It’s true, as Patty Hill pointed out that “the opportunity for such integration is limited”, but that doesn’t make it less of a valuable aspiration. First, the more we think of work as being our productive role in the world, rather than just that particular productivity for which we currently receive a formal paycheck, the more opportunities we will find for integration. Second, even traditional employment exists on a continuum and may present small opportunities here and there, even if it’s as simple as the “Take Your Child to Work Day” that Patty also mentioned. Sometimes, especially in social entrepreneurial situations and in many parts of civil society, the opportunities are far deeper. We have to see these doors in order to open them.
In addition to the theme of boundaries, there were two other suggestions for better ideas, neither of which is really inconsistent with the idea of wholeness.
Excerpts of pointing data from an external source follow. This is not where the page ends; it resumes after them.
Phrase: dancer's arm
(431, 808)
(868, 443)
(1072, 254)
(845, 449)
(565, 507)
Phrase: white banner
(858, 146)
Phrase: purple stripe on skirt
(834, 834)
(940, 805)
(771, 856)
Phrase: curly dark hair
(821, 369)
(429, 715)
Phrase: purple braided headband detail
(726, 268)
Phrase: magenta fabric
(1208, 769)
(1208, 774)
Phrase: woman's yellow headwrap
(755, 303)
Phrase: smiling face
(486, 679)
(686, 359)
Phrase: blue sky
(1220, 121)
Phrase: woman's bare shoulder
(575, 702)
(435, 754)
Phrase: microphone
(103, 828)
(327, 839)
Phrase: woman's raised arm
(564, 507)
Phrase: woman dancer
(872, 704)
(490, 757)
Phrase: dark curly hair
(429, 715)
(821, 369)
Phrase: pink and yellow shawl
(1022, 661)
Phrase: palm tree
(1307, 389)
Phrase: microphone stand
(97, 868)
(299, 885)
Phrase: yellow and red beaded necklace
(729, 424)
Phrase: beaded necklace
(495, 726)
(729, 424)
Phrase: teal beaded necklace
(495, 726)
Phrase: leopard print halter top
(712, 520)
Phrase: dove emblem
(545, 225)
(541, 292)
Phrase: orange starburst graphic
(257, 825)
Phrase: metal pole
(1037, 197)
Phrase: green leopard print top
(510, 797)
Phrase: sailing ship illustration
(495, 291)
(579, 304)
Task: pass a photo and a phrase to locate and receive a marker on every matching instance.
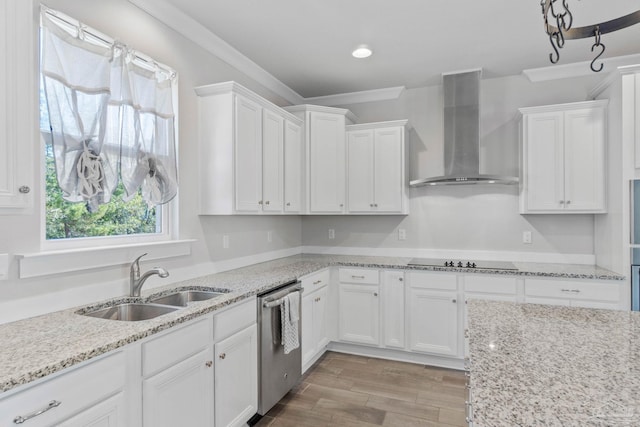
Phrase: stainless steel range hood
(462, 134)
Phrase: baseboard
(513, 256)
(397, 355)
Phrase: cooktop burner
(478, 265)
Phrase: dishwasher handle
(276, 299)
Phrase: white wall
(21, 234)
(467, 218)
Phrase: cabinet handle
(20, 419)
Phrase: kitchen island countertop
(540, 365)
(36, 347)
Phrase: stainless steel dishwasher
(278, 372)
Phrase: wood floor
(346, 390)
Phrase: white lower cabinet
(236, 378)
(314, 325)
(359, 313)
(181, 394)
(91, 394)
(574, 293)
(433, 313)
(393, 312)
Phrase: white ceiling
(307, 44)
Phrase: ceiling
(307, 44)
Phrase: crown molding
(199, 34)
(383, 94)
(577, 69)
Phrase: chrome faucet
(136, 280)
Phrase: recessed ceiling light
(362, 51)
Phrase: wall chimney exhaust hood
(462, 134)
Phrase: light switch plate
(4, 266)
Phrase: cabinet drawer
(490, 284)
(443, 281)
(234, 319)
(315, 280)
(175, 346)
(575, 290)
(359, 275)
(76, 388)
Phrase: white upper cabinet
(325, 156)
(376, 172)
(564, 150)
(18, 126)
(272, 161)
(242, 152)
(293, 177)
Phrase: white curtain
(111, 117)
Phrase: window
(110, 164)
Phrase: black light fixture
(558, 21)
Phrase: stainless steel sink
(132, 312)
(183, 298)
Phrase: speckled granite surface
(539, 365)
(39, 346)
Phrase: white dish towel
(289, 316)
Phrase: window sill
(65, 261)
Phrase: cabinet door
(272, 161)
(359, 314)
(292, 167)
(108, 413)
(393, 313)
(584, 146)
(327, 162)
(181, 395)
(544, 181)
(360, 178)
(236, 378)
(248, 155)
(433, 322)
(320, 319)
(388, 173)
(18, 128)
(308, 342)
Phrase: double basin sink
(154, 306)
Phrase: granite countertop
(540, 365)
(35, 347)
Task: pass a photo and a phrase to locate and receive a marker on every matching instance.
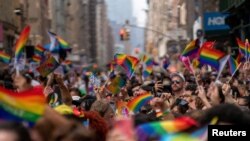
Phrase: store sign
(215, 21)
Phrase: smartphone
(125, 125)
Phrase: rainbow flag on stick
(160, 128)
(242, 47)
(139, 101)
(233, 65)
(39, 49)
(48, 66)
(116, 84)
(127, 62)
(37, 58)
(211, 57)
(5, 58)
(191, 49)
(208, 44)
(20, 44)
(148, 66)
(25, 106)
(63, 44)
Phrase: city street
(124, 70)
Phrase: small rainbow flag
(211, 57)
(148, 66)
(127, 62)
(240, 58)
(233, 65)
(5, 58)
(36, 58)
(191, 49)
(208, 44)
(120, 58)
(116, 84)
(139, 101)
(122, 109)
(39, 49)
(20, 44)
(160, 128)
(25, 106)
(63, 44)
(242, 47)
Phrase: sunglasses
(175, 82)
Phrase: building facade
(38, 19)
(9, 24)
(166, 27)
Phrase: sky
(139, 7)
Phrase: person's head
(215, 94)
(11, 131)
(177, 82)
(226, 114)
(22, 80)
(244, 101)
(75, 92)
(104, 109)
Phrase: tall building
(118, 12)
(58, 14)
(77, 22)
(9, 24)
(172, 24)
(38, 19)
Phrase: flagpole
(246, 48)
(234, 73)
(196, 81)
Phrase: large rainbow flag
(127, 62)
(191, 49)
(139, 101)
(211, 57)
(25, 106)
(160, 128)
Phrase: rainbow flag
(148, 66)
(116, 84)
(5, 58)
(208, 44)
(165, 63)
(39, 49)
(233, 65)
(139, 101)
(37, 58)
(122, 109)
(127, 62)
(63, 44)
(240, 58)
(48, 66)
(25, 106)
(211, 57)
(20, 44)
(120, 58)
(160, 128)
(242, 47)
(191, 49)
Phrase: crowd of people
(80, 110)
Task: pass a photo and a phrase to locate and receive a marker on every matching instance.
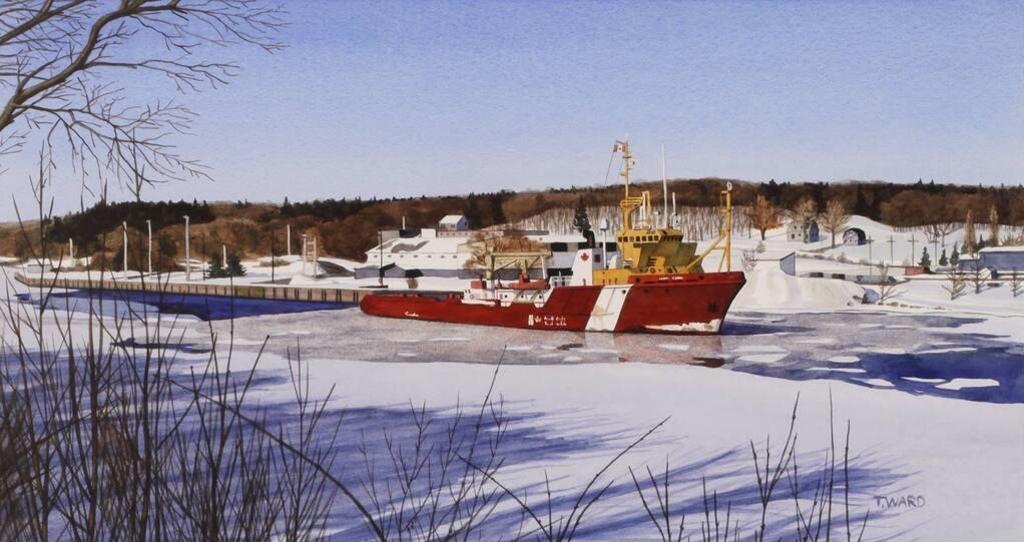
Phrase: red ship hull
(668, 303)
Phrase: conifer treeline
(346, 227)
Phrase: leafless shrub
(977, 275)
(888, 288)
(814, 518)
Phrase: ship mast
(629, 204)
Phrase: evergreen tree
(215, 269)
(926, 261)
(969, 246)
(235, 267)
(581, 221)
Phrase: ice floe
(963, 383)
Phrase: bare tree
(806, 208)
(969, 240)
(993, 226)
(977, 275)
(835, 218)
(59, 61)
(764, 215)
(1016, 282)
(956, 283)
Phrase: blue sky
(402, 98)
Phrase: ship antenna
(665, 192)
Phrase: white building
(432, 253)
(454, 222)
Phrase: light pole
(148, 230)
(303, 253)
(124, 247)
(380, 266)
(187, 253)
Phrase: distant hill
(347, 227)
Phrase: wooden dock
(247, 291)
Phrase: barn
(854, 237)
(804, 231)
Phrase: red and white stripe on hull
(671, 303)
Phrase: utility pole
(315, 257)
(674, 215)
(604, 242)
(303, 253)
(187, 254)
(124, 247)
(148, 230)
(380, 267)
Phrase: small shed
(454, 222)
(1003, 260)
(854, 237)
(804, 231)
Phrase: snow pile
(769, 288)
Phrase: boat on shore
(656, 285)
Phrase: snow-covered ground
(933, 389)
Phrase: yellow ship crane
(646, 249)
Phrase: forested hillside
(346, 227)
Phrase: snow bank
(771, 289)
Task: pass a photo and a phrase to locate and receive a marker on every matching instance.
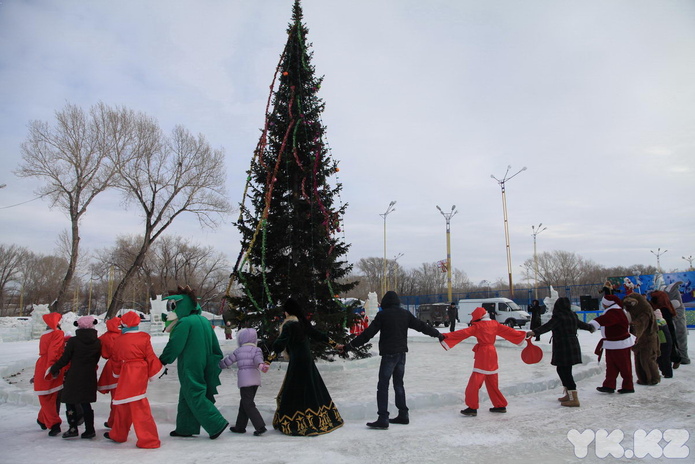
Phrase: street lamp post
(502, 183)
(658, 257)
(534, 232)
(384, 282)
(486, 284)
(447, 217)
(395, 271)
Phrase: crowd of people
(66, 371)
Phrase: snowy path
(534, 430)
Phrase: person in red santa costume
(51, 346)
(485, 366)
(134, 364)
(107, 382)
(617, 341)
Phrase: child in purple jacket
(249, 359)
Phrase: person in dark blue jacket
(393, 322)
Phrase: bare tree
(11, 260)
(166, 177)
(430, 278)
(41, 277)
(71, 157)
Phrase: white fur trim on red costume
(484, 372)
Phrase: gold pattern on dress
(303, 422)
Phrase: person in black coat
(566, 350)
(393, 322)
(82, 352)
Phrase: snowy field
(655, 424)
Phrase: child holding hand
(249, 359)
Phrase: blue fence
(585, 297)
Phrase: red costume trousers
(48, 414)
(111, 414)
(618, 362)
(491, 384)
(139, 415)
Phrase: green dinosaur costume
(194, 343)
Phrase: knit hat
(390, 299)
(86, 322)
(610, 300)
(130, 319)
(292, 308)
(113, 324)
(478, 313)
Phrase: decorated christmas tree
(291, 216)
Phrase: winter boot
(72, 432)
(402, 418)
(381, 423)
(88, 416)
(564, 396)
(573, 401)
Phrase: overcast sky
(424, 102)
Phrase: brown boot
(573, 401)
(565, 396)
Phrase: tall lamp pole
(447, 217)
(395, 271)
(502, 183)
(384, 282)
(658, 256)
(534, 232)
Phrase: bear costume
(646, 347)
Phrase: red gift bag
(532, 354)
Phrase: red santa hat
(478, 313)
(130, 319)
(86, 322)
(52, 320)
(611, 300)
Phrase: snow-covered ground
(606, 428)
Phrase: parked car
(433, 313)
(503, 310)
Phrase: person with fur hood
(82, 352)
(617, 342)
(659, 299)
(134, 364)
(51, 347)
(107, 382)
(485, 364)
(249, 358)
(680, 323)
(566, 350)
(646, 348)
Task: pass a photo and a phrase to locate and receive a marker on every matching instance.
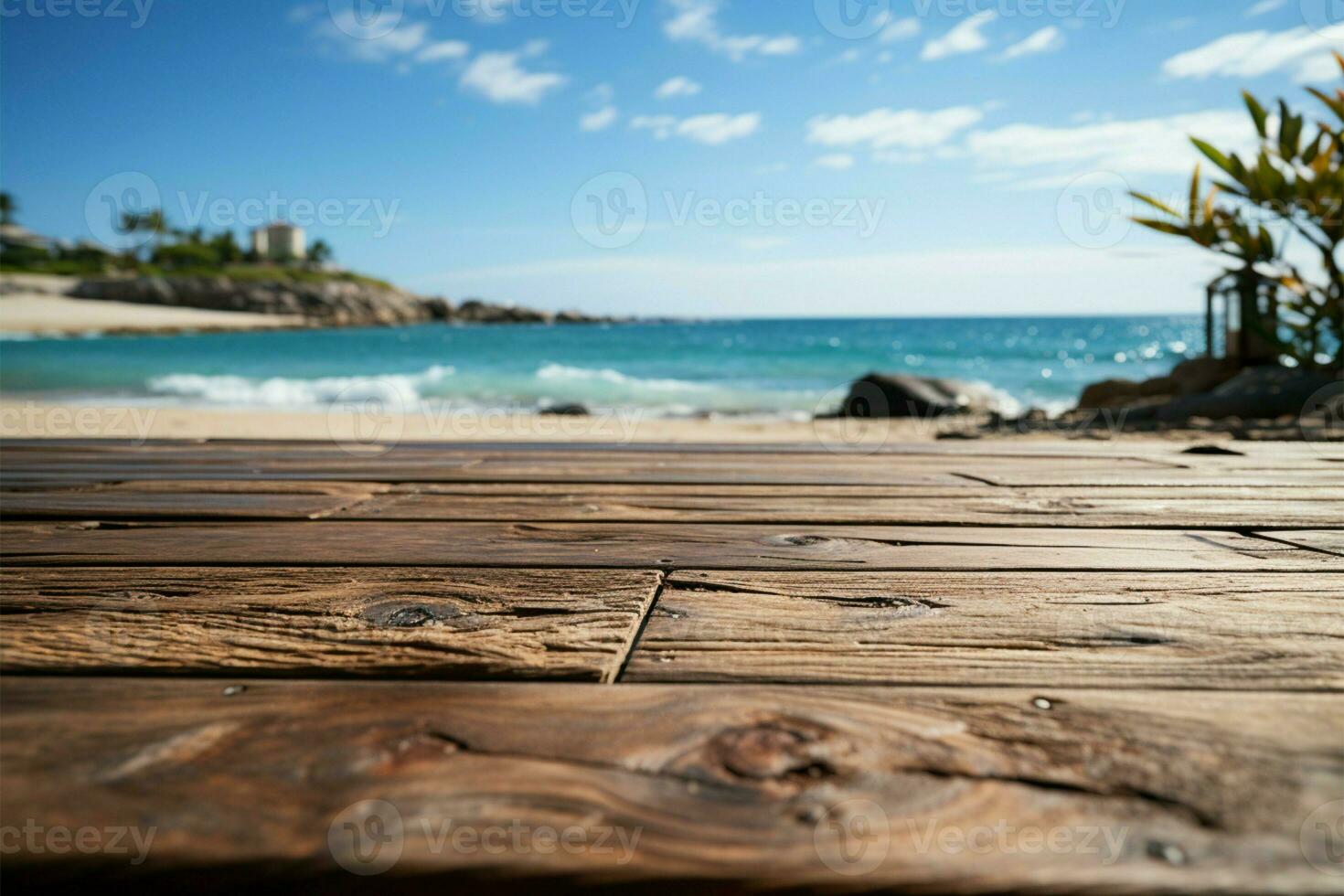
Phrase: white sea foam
(615, 378)
(283, 391)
The first one returned to the notion of balance, but dispensed with the dysfunctional opposition of work to the rest of life. For example, Patty Hill suggested that there is “a real struggle with Work-Family balance”. Of course, it’s employers (who, I repeat, do not own the idea of work) who find it hard to “respect family needs and events”. But that is a very real problem, particularly in the United States, as compared to the European social democracies. And as Kivi Miller, a “self-employed, work-at-home professional with two small children”, pointed out, it’s a problem even for people who are their own boss.
This idea of work-family balance is part of the very sensible larger notion that, as Michael pointed out, people have “multiple distinct domains in their lives that are worthy” of their attention. If one of these utterly displaces another, then people don’t feel whole. It would be like the lungs crowding out the heart.
The second alternative idea was presented by Nancy Barros, who wrote, “I would just like to say the ultimate for me is not work-life balance but rather life-work process. As we all know it is not the destination but what we experience along the road called life that gives us the greatest pleasure, satisfaction and rewards.” I couldn’t agree more. It’s how we engage the tensions and connections between work and the other parts of our lives that matters most.
Which seems as good a place as any to stop, for now.
Posted: February 22nd, 2008 under The Ideas, The Text.